Time Out's Top 50 Karaoke Songs of All Time: (#46) "Creep," in the style of Radiohead

Time Out's Top 50 Karaoke Songs of All Time: (#46) "Creep," in the style of Radiohead

If you're wondering what this is referring to, check out the previous posts in this series: Intro,
#50#49, #48,
 #47

Title: "Creep"
Artist: Radiohead
Album: Pablo Honey
Year: 1993

I won't lie--I've been dreading this one, for a variety of reasons. The most surprising one, perhaps, is that I am about to shit on all of my "hipster cred," if I had any to begin with:

Pablo Honey is my favorite Radiohead album. There, I said it. Man, it feels good to get that off my chest.

To put it in context, though--1993 was the beginning of my high school years. New friends, new cliques, new music to be exposed to. It's the time where I was first introduced to contemporary rock, alternative, grunge and the like, as that wasn't my thing before that. 
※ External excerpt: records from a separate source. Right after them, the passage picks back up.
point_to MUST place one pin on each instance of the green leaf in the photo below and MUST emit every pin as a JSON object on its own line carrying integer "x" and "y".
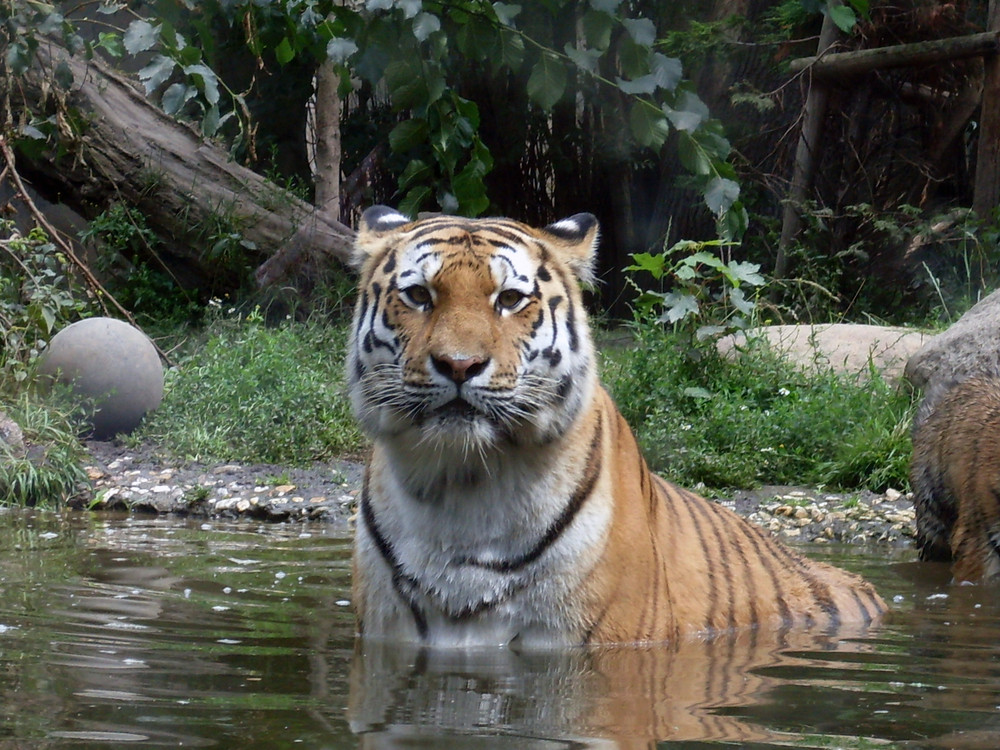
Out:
{"x": 547, "y": 81}
{"x": 506, "y": 12}
{"x": 745, "y": 272}
{"x": 688, "y": 113}
{"x": 720, "y": 194}
{"x": 678, "y": 305}
{"x": 651, "y": 264}
{"x": 644, "y": 85}
{"x": 668, "y": 70}
{"x": 843, "y": 16}
{"x": 416, "y": 172}
{"x": 739, "y": 300}
{"x": 476, "y": 38}
{"x": 408, "y": 135}
{"x": 140, "y": 36}
{"x": 410, "y": 8}
{"x": 425, "y": 24}
{"x": 206, "y": 80}
{"x": 642, "y": 31}
{"x": 211, "y": 122}
{"x": 111, "y": 43}
{"x": 63, "y": 74}
{"x": 339, "y": 49}
{"x": 585, "y": 59}
{"x": 511, "y": 49}
{"x": 470, "y": 189}
{"x": 156, "y": 72}
{"x": 649, "y": 126}
{"x": 597, "y": 27}
{"x": 18, "y": 58}
{"x": 284, "y": 52}
{"x": 694, "y": 159}
{"x": 703, "y": 258}
{"x": 695, "y": 391}
{"x": 733, "y": 223}
{"x": 176, "y": 96}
And, it being high school and all, "Creep" really resonated in a way I... don't think it does now, as an adult. At this point, it's more of a break up song in most people's minds, but in high school, folks are often plagued with unrequited love and longing, and this song speaks to that. Remember what a crush in high school felt like? Depressing. Exhilarating. Intoxicating. Even I felt those things, and I'm a very put-myself-out-there guy and, not surprisingly, a bit of a hey-look-at-me guy (source: karaoke).

I mean, I *do* want you to notice when I'm not around, even now.
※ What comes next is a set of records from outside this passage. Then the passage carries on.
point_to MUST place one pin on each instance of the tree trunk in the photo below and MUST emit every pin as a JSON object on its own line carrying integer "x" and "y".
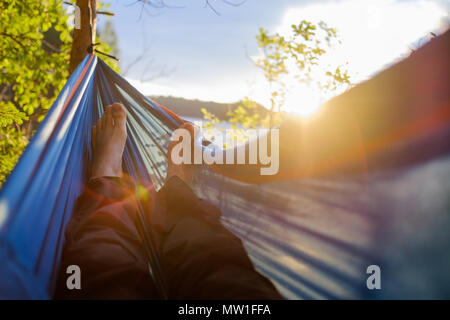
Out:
{"x": 85, "y": 36}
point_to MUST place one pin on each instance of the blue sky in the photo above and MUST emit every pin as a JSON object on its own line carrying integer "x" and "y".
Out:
{"x": 208, "y": 56}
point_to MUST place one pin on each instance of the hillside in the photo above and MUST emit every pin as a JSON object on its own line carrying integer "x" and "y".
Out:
{"x": 192, "y": 108}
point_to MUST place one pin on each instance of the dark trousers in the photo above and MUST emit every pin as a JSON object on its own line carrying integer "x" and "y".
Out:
{"x": 199, "y": 258}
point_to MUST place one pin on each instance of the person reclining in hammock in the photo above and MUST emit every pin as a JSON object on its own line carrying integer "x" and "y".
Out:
{"x": 199, "y": 258}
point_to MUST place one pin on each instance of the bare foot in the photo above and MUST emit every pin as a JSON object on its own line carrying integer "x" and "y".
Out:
{"x": 108, "y": 141}
{"x": 184, "y": 171}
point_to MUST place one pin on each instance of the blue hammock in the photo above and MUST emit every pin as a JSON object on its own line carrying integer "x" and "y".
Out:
{"x": 314, "y": 238}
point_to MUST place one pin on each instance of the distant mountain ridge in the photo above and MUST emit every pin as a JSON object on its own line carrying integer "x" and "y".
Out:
{"x": 192, "y": 108}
The real thing that I love about this song, though, is the simplicity. It's not a Tin Pan Alley love song, full of clever rhyme and enjambment. It doesn't even fit in with a lot of the other tracks on Pablo Honey. I hear this song and think, "this is what Buddy Holly would have done if he wrote sad songs a lot, and made them slower." Remember that meme format I hate, comparing songs then to songs now without any context or nuance? I'm going to steal that format here for just a side-to-side comparison of two songs:

It's the songs with the simplest lyrics that often stand the test of time in pop music--the more simple, the more universal (to see an example of this in another medium, check out Scott McCloud's Understanding Comics: The Invisible Art). And there are few feelings that are more universal than heartbreak and longing.
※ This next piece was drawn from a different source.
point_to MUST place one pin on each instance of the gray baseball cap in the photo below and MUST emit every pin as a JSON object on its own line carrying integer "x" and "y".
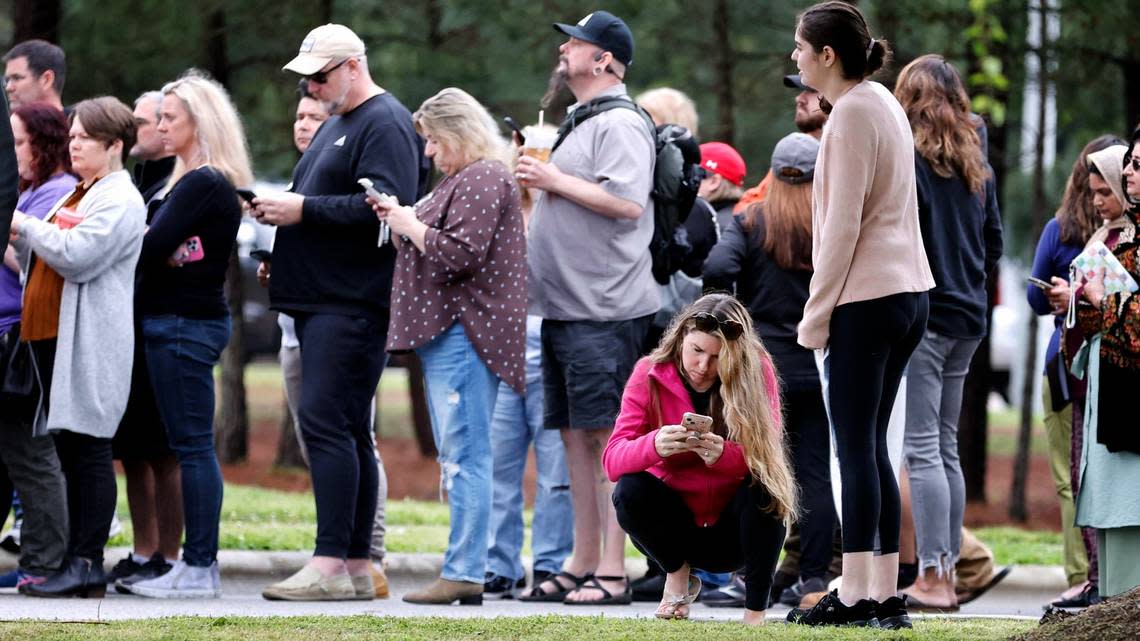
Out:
{"x": 794, "y": 159}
Date Attempted: 29 March 2022
Location: The Castle Pub, Ebensburg PA

How It Went: Was it good? Oh god, no. I would never do this song on purpose. I did make the mental note to adjust the final part down closer to my range, to make into something that wouldn't get me arrested for assaulting people with sonic warfare.

Karaoke Difficulty Level: 3 or 8, no in-between (let's call it 5, though)

Here's where we have to consider what "difficulty" means in terms of doing karaoke. Is the song terribly complicated? No, not really. The main bulk of the song sticks pretty close in terms of notes and has that understated, confessional style of singing. But that ending bit... The vocal range of the song is B2 - B4, and B4 can be a stretch for someone with a voice like mine. I tried to adjust as best I could, and I came up short--I'm glad I did it early, before the place got busier.

Karaoke Fun Level: 3

Well, I was glad to be singing karaoke and getting back to blogging my way through the list. It's not a fun song in general (and, again, I do love the song). I mean, the BBC initially banned it for being "too depressing." 

Fun? No. Cathartic? Perhaps. I imagine if you've got a good range and can really belt out that high section at the end, the fun might increase for you, if not for the room. 

Does it belong?

As of right now, I think so--at the very least, top 100. But it's a song that's fading fast. It does fill a niche, though--the majority of break up / unrequited love songs on the Time Out list have female vocals, and this a reminder that guys can "be in their feels" too, as the kids say.